Rick Paulas BART image

Os novos bancos na estação MacArthur BART em Oakland. Segundo Chris Filippi da BART: "As barras de metal funcionam como descanso de braço (o que é exigido pelo código de bancos públicos). Elas segmentam os bancos longos em áreas individuais, o que minimiza a capacidade de um indivíduo de tomar um banco inteiro para dormir ou expor produtos". Fotos pelo autor.

Aqueles pequenos pregos em telhados para evitar que pombos pousem ali e façam cocô em tudo? São familiares, mas são para pássaros, então quem se importa? Mas e aqueles pregos em corrimãos ou nos cantos de cimento de bancos para evitar que skatistas os usem para fazer manobras? Hostil. E aqueles bancos de ponto do ônibus obscenamente inclinados que só deixam as pessoas se apoiarem, não sentar ou, Deus me perdoe, deitar neles? Com certeza.

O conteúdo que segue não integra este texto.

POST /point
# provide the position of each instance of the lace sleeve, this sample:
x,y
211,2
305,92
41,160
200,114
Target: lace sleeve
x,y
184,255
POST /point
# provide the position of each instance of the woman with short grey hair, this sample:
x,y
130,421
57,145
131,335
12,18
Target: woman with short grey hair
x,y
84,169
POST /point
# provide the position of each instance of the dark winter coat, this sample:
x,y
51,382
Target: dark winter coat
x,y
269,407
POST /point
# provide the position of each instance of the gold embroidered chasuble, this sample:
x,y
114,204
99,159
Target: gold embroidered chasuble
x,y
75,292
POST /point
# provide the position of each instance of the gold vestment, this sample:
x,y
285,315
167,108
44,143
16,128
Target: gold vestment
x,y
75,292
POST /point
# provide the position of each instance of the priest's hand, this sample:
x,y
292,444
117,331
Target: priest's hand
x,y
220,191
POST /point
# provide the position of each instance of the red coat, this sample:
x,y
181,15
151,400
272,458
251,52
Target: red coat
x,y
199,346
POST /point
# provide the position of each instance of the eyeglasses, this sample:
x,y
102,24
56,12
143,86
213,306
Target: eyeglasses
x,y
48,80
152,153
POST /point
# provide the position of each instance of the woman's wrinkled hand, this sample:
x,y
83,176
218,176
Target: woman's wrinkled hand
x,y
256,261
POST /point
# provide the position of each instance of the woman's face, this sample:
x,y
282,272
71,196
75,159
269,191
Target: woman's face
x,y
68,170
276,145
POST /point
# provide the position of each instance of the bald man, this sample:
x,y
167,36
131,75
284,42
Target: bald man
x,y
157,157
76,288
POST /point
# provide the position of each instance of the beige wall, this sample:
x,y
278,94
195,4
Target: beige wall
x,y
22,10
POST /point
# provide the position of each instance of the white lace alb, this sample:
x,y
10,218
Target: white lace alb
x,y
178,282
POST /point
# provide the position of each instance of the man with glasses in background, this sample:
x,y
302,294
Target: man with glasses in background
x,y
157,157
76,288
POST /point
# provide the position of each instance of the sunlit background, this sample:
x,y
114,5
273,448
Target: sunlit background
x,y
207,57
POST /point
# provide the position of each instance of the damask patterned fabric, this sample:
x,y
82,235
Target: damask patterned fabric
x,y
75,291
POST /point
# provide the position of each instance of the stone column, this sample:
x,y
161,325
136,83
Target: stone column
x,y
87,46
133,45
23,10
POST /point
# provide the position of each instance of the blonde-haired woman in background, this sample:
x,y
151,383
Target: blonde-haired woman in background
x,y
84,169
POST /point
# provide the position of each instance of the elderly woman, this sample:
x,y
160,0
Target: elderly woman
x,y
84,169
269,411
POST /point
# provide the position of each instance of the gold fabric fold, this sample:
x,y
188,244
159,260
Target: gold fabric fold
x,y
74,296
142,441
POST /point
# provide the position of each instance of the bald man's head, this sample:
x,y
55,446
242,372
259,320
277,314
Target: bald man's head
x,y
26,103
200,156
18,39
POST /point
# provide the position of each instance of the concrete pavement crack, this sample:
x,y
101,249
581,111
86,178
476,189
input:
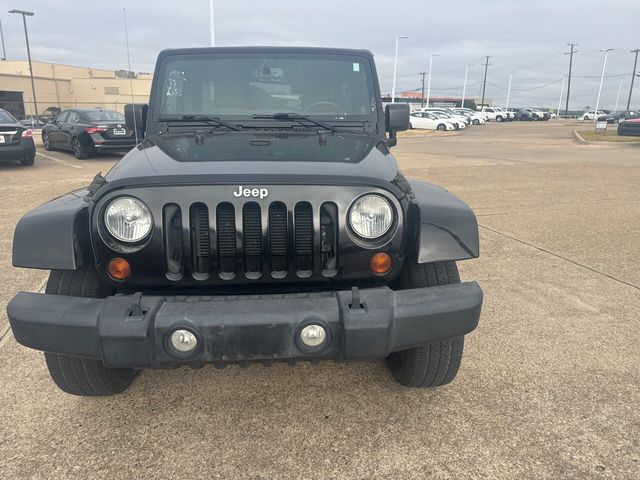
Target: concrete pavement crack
x,y
548,252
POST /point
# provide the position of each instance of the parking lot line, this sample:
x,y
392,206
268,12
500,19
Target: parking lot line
x,y
58,160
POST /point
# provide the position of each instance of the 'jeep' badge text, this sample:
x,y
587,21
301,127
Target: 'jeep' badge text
x,y
251,192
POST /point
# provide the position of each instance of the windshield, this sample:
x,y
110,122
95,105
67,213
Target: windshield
x,y
5,117
104,116
245,84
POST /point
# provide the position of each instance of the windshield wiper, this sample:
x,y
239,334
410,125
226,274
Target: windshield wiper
x,y
201,118
296,117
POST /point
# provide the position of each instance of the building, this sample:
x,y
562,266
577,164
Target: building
x,y
64,86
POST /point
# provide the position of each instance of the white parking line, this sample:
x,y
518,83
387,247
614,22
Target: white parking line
x,y
58,160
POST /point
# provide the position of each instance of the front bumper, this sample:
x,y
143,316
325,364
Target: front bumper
x,y
133,330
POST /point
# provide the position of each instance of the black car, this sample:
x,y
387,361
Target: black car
x,y
86,131
16,140
619,116
629,127
262,219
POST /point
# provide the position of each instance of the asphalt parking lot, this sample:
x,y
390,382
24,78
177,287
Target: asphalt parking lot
x,y
549,386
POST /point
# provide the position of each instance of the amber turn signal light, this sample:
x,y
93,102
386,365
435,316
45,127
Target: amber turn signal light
x,y
119,269
380,263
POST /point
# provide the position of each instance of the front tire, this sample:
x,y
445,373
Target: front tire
x,y
437,363
83,376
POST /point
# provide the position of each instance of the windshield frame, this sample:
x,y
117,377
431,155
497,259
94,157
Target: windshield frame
x,y
244,118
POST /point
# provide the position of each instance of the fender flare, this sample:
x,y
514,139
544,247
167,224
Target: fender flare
x,y
444,227
54,235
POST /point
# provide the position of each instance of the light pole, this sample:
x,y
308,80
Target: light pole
x,y
212,31
395,68
604,65
26,14
509,90
464,86
560,99
429,81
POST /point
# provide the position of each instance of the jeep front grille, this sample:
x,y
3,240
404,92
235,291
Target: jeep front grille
x,y
250,240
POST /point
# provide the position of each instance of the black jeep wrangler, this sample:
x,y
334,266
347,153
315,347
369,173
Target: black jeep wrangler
x,y
261,218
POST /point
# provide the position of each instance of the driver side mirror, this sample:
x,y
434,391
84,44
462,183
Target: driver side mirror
x,y
396,120
135,117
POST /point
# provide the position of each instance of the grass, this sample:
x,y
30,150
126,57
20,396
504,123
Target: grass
x,y
610,136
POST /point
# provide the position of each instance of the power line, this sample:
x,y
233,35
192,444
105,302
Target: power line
x,y
571,53
484,84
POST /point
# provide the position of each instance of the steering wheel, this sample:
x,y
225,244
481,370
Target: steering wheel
x,y
330,104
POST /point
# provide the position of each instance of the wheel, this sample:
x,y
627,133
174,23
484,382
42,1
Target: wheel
x,y
27,162
81,152
435,364
83,376
46,142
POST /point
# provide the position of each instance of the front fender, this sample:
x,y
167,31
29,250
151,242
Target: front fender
x,y
54,235
444,227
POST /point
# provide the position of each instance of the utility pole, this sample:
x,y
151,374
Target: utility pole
x,y
422,74
572,45
633,76
26,14
604,65
484,82
4,52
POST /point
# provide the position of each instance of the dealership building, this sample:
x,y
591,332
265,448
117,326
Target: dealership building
x,y
64,86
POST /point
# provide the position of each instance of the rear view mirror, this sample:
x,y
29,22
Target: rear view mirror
x,y
396,120
135,117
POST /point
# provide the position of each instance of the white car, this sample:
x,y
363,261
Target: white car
x,y
459,120
429,121
592,115
476,117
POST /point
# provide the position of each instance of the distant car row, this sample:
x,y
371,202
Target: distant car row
x,y
84,132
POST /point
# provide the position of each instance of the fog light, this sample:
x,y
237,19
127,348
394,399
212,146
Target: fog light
x,y
183,341
119,269
380,263
313,335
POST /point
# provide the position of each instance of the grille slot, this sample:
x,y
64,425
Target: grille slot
x,y
226,226
278,236
303,217
252,235
200,245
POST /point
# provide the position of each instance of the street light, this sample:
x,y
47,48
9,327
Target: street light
x,y
604,64
429,81
26,14
464,85
395,68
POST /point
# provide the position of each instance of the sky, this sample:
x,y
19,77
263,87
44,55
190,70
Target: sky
x,y
525,38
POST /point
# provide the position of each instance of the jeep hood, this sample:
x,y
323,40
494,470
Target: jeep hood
x,y
246,158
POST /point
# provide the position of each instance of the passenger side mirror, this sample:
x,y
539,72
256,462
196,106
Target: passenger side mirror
x,y
135,117
396,120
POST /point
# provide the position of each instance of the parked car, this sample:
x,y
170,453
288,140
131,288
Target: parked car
x,y
459,121
297,239
429,121
16,141
495,114
592,115
88,131
476,117
629,127
618,116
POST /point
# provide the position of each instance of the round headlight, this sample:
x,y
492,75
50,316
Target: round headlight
x,y
128,219
371,216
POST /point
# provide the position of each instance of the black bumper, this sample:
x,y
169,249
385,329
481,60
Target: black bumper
x,y
243,328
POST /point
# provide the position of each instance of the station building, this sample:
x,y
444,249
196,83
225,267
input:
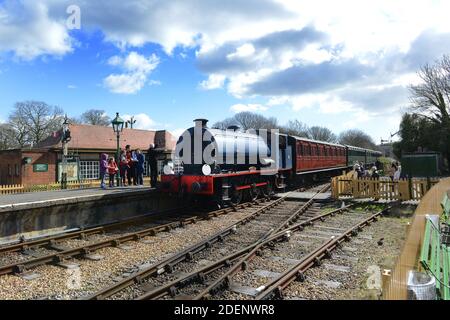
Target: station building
x,y
42,164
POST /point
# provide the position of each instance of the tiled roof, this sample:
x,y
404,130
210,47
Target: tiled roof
x,y
103,138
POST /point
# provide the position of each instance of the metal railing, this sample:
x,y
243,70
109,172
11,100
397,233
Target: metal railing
x,y
71,185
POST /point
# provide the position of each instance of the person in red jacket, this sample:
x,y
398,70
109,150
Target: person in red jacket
x,y
124,168
112,170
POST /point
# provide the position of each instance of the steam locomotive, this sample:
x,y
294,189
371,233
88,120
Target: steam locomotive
x,y
228,166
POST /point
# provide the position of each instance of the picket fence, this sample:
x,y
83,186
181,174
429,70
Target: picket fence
x,y
381,189
19,188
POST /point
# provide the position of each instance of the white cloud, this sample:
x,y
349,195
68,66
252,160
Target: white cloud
x,y
247,107
214,81
143,121
27,30
246,50
154,83
136,68
177,133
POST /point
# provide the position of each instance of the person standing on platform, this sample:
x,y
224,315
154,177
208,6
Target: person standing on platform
x,y
123,165
153,163
140,167
103,169
130,162
112,170
134,165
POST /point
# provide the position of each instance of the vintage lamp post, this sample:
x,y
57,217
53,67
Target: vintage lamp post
x,y
65,140
118,128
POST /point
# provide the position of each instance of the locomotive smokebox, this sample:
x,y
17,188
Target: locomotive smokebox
x,y
234,128
200,123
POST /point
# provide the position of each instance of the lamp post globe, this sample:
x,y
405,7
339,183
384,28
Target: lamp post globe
x,y
117,124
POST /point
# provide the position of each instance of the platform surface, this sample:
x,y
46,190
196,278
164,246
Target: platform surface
x,y
307,195
65,195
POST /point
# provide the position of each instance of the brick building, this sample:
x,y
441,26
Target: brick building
x,y
43,163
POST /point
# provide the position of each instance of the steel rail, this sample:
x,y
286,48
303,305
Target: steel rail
x,y
184,255
229,261
83,233
276,287
294,217
187,254
62,255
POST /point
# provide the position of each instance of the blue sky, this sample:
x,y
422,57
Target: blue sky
x,y
343,64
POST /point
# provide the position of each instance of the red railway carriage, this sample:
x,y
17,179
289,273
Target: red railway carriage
x,y
311,155
248,164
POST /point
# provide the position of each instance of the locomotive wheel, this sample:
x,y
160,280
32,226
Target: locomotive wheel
x,y
253,194
236,197
267,189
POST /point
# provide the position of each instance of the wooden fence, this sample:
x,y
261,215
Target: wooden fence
x,y
383,188
18,188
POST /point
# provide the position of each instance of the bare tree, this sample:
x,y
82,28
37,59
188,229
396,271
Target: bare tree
x,y
33,121
7,140
96,117
431,99
296,128
357,138
250,120
321,134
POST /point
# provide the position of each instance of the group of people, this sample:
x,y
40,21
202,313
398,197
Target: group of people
x,y
396,171
361,172
131,166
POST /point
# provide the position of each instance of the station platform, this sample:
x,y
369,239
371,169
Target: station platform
x,y
326,196
37,214
48,198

Em seu cerne, arquitetura hostil ou “defensiva” é parte de uma campanha eterna, consciente ou não, de designers, proprietários e construtores para obrigar as pessoas a usar uma propriedade de exatamente um jeito. Às vezes, o resultado não é exatamente uma tragédia; skatistas podem ir pra outro lugar, por exemplo. Mas em sua forma mais maligna, arquitetura hostil impede pessoas sem-teto de descansar. Nesses casos, espaços públicos ou quase públicos das cidades – geralmente definidos por acesso desigual a transporte, alimentos e outros serviços essenciais – se tornam uma extensão visceral do desrespeito coletivo da sociedade com o destino dos moradores de rua.

Paulas

Barras de metal num degrau de concreto do Tribunal de Apelações dos EUA em São Francisco.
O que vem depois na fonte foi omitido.